Bangladesh has ordered officials in the border districts to identify Myanmar nationals who have "illegally infiltrated" the country.
"It has to be assured that by taking preventive measures [the refugees] cannot spread out and mix with the locals. The identified refugees should be arrested or pushed back to the camps if they try to go out beyond the assigned boundary," said the official order dated Jan. 26.
Bangladesh first floated the idea of relocating the refugees in 2015 despite allegations that the island was not ready for human habitation.
The plan has sparked fear and outrage among refugees.
"We are really sad and afraid. We have not come here from Myanmar to stay forever, but for temporary shelter so we can go back home once the situation gets better," said Muhammad Abu Sayed, a Rohingya community leader at the unregistered Kutupalong camp in Cox's Bazar district. "We have heard the relocation site is uninhibited and flood-prone, and it is surely going to make our lives miserable," he said.
Muhammad Kabir, a Rohingya leader from an unregistered refugee camp in Leda also in Cox's Bazar said he was "terribly frightened."
"Despite poverty and a lack of basic human necessities, we have lived a peaceful and secure life here for years. We could go out for work, albeit secretly, and go to hospital for treatment during sickness," said Kabir, a father of eight who fled to Bangladesh eight years ago.
Although reluctant to move, Kabir said that refugees like him have no choice. "We are stateless people, surviving on the mercy of others," he said.
Shyamol Chandra Majumder, a manager from Caritas' Chittagong regional branch said the plan was "unrealistic and risky."
"Whatever happened to refugees over the years, at least they lived peacefully and made livelihoods although their income has been meager. The relocation would put their lives and livelihoods at risk," Majumder told ucanews.com.
"You can't start a new civilization overnight; you need to develop infrastructure like schools, hospitals, markets and create job opportunities. The government should have done it here, instead of pushing them to a remote place," he added.
Imtiaz Ahmed, a professor of International Relations at Dhaka University, also said that relocation is not going to solve the problem.
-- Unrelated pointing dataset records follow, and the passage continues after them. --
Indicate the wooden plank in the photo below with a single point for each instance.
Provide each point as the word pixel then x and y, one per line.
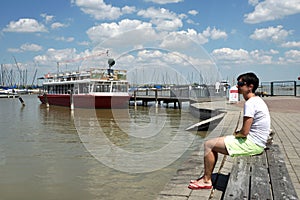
pixel 282 186
pixel 239 179
pixel 207 121
pixel 260 181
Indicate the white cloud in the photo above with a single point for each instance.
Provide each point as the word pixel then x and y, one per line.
pixel 292 56
pixel 164 1
pixel 99 10
pixel 183 39
pixel 31 47
pixel 269 10
pixel 193 12
pixel 228 55
pixel 291 44
pixel 242 56
pixel 57 25
pixel 275 34
pixel 68 39
pixel 253 2
pixel 105 31
pixel 53 55
pixel 215 34
pixel 164 19
pixel 26 47
pixel 25 25
pixel 48 18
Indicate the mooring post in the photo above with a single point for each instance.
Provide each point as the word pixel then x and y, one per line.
pixel 22 102
pixel 156 101
pixel 71 100
pixel 134 94
pixel 46 100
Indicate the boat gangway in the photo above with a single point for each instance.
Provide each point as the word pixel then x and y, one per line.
pixel 168 95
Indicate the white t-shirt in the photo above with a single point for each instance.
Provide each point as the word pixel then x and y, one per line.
pixel 257 109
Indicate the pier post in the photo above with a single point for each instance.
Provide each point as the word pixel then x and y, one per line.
pixel 156 102
pixel 22 101
pixel 71 100
pixel 134 94
pixel 46 100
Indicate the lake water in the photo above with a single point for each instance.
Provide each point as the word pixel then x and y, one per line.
pixel 53 153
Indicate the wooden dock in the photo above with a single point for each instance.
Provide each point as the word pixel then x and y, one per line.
pixel 159 96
"Bangladesh, like the international community, has ignored the Rohingya problem for a long time, partly due to lack of resources and global attention. Now, if the refugees are relocated, the government must ensure their lives are better in the new place, not worse. Otherwise, it will tarnish country's image," he said.
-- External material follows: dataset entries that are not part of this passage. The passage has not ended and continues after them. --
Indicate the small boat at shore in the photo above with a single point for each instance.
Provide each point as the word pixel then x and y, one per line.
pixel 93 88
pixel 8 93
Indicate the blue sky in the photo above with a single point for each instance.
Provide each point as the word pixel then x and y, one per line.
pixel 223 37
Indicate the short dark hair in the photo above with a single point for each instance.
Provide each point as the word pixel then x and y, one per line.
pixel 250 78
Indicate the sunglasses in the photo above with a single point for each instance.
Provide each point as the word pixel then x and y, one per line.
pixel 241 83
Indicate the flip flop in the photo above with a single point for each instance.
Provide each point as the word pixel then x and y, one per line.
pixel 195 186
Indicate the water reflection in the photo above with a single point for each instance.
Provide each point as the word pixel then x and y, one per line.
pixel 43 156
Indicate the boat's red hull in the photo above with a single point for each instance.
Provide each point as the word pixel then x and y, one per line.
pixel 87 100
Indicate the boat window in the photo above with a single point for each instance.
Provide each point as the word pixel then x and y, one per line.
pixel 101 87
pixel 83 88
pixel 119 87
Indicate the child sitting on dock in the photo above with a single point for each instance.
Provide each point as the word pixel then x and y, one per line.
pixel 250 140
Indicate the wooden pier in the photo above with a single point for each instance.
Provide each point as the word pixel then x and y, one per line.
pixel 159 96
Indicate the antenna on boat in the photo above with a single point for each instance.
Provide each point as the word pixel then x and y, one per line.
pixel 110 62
U Kyaw Min, chairman of the Democracy and Human Rights Party, a Rohingya political party in Myanmar whose members are barred from running for office, said that he doesn't support the plan.
"I think the Bangladesh government needs to discuss this with the United Nations. And both the Bangladesh and Myanmar government would need to verify those who fled from Rakhine," said Kyaw Min.
Dubbed the "world's most persecuted people" by the U.N., the stateless Rohingya have endured persecution and discrimination at the hands of radical Buddhists and security forces in their home state of Rakhine in Myanmar for decades. More recently the U.N. says 69,000 Rohingya have entered Bangladesh to escape Myanmar security operations, which have been conducted following deadly attacks by alleged Rohingya militants on Myanmar border posts in Rakhine on Oct. 9.
Currently, some 32,000 registered refugees live in two official camps at Kutupalong and Nayapara in Cox's Bazar district, depending on aid from the United Nations Refugee Agency and the Bangladesh government for survival.
About 200,000-300,000 undocumented refugees live in deplorable conditions in half a dozen informal, squatter settlements that sprawl near the official camps. Bangladesh puts the figure at around 500,000.